London Grip Poetry Review – Heather Trickey

Poetry review – SORRY ABOUT THE MESS: Peter Daniels reviews a poignant and personal collection by Heather Trickey

Sorry About the Mess
Heather Trickey
HappenStance Press
ISBN 978 1 910131 64 0
£8

The shortest poem in this book has the longest title – ‘Carefully Considered List of Reasons to Support My Application for Membership of The Religious Society of Friends (Quakers) after More Than Twenty-Five Years of Attending Quaker Meetings’ – the whole poem itself being the words ‘still here’, surrounded by the space of the rest of the page. As a Quaker myself, I have known a good few people who attended for years without formally joining our odd Society. All have their individual reasons, but being ‘still here’ is significant for Heather Trickey because of a cancer diagnosis with limited prospects of continuing to be here. Many of these poems are about that, and others have it as an inevitable background. The book is somewhere between a pamphlet and a full-length book, having a slim spine but only 33 pages of poems, which will be for the same reason. This makes for a poignant unfinished feeling to the book: there is even a note to say ‘One of the unresolved messes encompassed here is the lack of a title poem. Sorry.’
However, the book is by no means apologetic – or at least only in a way that seems out of a habit which is no longer needed. In ‘Metamorphosis’ the poet has acquired power from the situation – ‘I / am now a God of the Underworld’ who can be angry yet arbitrarily kind towards the woman delivering the diagnosis, saying ‘I’m sorry / this can’t be the easiest part of your job’, and only afterwards letting rip:

And then. Waiting for our taxi 
– pacing in the insufficient rain –
I shouted Fuck! into the faces 
of all the living women coming in.

 

The ‘insufficient rain’ is a typically unexpected and subtle moment. There is a desire for fullness, over-sufficiency, ‘because life is better lived face-on, full-throttle, high wire’ (‘Geography’); a desire for a Jesus who rages in the Garden of Gethsemane, not the one in John’s gospel who accepts his fate – ‘I’d make him spit the words Thy Will Be Done.’ (‘Gethsemane’).
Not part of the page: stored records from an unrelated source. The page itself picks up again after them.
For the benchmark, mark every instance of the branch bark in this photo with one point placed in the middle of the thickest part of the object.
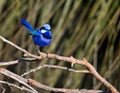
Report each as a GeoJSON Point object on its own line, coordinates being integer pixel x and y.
{"type": "Point", "coordinates": [71, 60]}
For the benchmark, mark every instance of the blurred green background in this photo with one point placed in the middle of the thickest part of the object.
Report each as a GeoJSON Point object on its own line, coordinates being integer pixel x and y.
{"type": "Point", "coordinates": [81, 28]}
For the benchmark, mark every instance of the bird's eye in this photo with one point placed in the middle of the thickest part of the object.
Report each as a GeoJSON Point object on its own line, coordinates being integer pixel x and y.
{"type": "Point", "coordinates": [43, 30]}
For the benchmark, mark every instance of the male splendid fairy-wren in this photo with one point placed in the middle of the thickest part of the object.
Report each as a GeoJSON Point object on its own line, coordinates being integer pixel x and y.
{"type": "Point", "coordinates": [42, 36]}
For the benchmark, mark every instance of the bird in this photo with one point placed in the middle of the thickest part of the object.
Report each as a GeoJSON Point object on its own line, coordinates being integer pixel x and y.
{"type": "Point", "coordinates": [42, 36]}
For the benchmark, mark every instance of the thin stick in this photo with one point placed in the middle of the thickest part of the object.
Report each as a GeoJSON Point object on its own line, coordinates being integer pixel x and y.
{"type": "Point", "coordinates": [71, 60]}
{"type": "Point", "coordinates": [55, 67]}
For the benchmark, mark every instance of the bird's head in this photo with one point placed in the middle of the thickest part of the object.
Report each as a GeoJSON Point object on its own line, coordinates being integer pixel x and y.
{"type": "Point", "coordinates": [46, 31]}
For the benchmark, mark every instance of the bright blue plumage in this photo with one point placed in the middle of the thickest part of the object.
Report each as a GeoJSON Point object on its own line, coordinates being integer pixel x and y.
{"type": "Point", "coordinates": [42, 36]}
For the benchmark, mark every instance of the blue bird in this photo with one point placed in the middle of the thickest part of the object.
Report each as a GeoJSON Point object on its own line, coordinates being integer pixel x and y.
{"type": "Point", "coordinates": [42, 36]}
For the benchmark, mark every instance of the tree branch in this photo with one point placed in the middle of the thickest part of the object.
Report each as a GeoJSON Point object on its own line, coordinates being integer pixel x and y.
{"type": "Point", "coordinates": [71, 60]}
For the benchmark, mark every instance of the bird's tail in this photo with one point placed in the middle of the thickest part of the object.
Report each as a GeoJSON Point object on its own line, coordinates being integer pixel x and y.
{"type": "Point", "coordinates": [27, 26]}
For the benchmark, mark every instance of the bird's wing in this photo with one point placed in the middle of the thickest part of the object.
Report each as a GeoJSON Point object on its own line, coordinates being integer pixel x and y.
{"type": "Point", "coordinates": [46, 33]}
{"type": "Point", "coordinates": [27, 25]}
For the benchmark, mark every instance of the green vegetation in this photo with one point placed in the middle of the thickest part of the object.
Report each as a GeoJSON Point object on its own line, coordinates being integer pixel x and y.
{"type": "Point", "coordinates": [81, 28]}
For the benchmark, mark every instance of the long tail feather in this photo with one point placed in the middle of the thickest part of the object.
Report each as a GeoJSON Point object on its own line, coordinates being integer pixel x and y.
{"type": "Point", "coordinates": [27, 25]}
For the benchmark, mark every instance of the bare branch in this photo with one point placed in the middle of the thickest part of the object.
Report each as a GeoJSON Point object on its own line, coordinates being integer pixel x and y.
{"type": "Point", "coordinates": [17, 78]}
{"type": "Point", "coordinates": [13, 85]}
{"type": "Point", "coordinates": [56, 67]}
{"type": "Point", "coordinates": [71, 60]}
All the same, the poet is concerned about how people will respond:

You’re skirting my lost future tense, my dread
of being inappropriate, embittered,
                                    broken.

 

This poem, ‘Clatter’, is a kind of fallen-apart villanelle which embodies the situation with the gaps in its form, and the need to face what is broken:

No, love, we must be real – not leave unsaid
terror, or the power of our together.

 

The poem ‘For Grace Received by Open Mic’ asks the obvious ‘Is this therapy or is it Art?’ and there’s no reason why it should not be both, and good therapy for readers as well as the poet.
The ‘mess’ of the title is evident in ‘Lines Composed While Looking for the Sellotape’, building a picture of ‘superfluous wreckage’ in couplets, sometimes loosened but still under control even though

Old solder won’t hold us, I’m all out of string –
if control is our goal, there’s no way we can win.

 

Which is pessimistic, but the poem contradicts its own conclusion, as do other poems in the book, by simply being there as statements demonstrating that the author does have some control. She is able to say: this is who Heather Trickey is. And I’m glad of the chance to meet her here.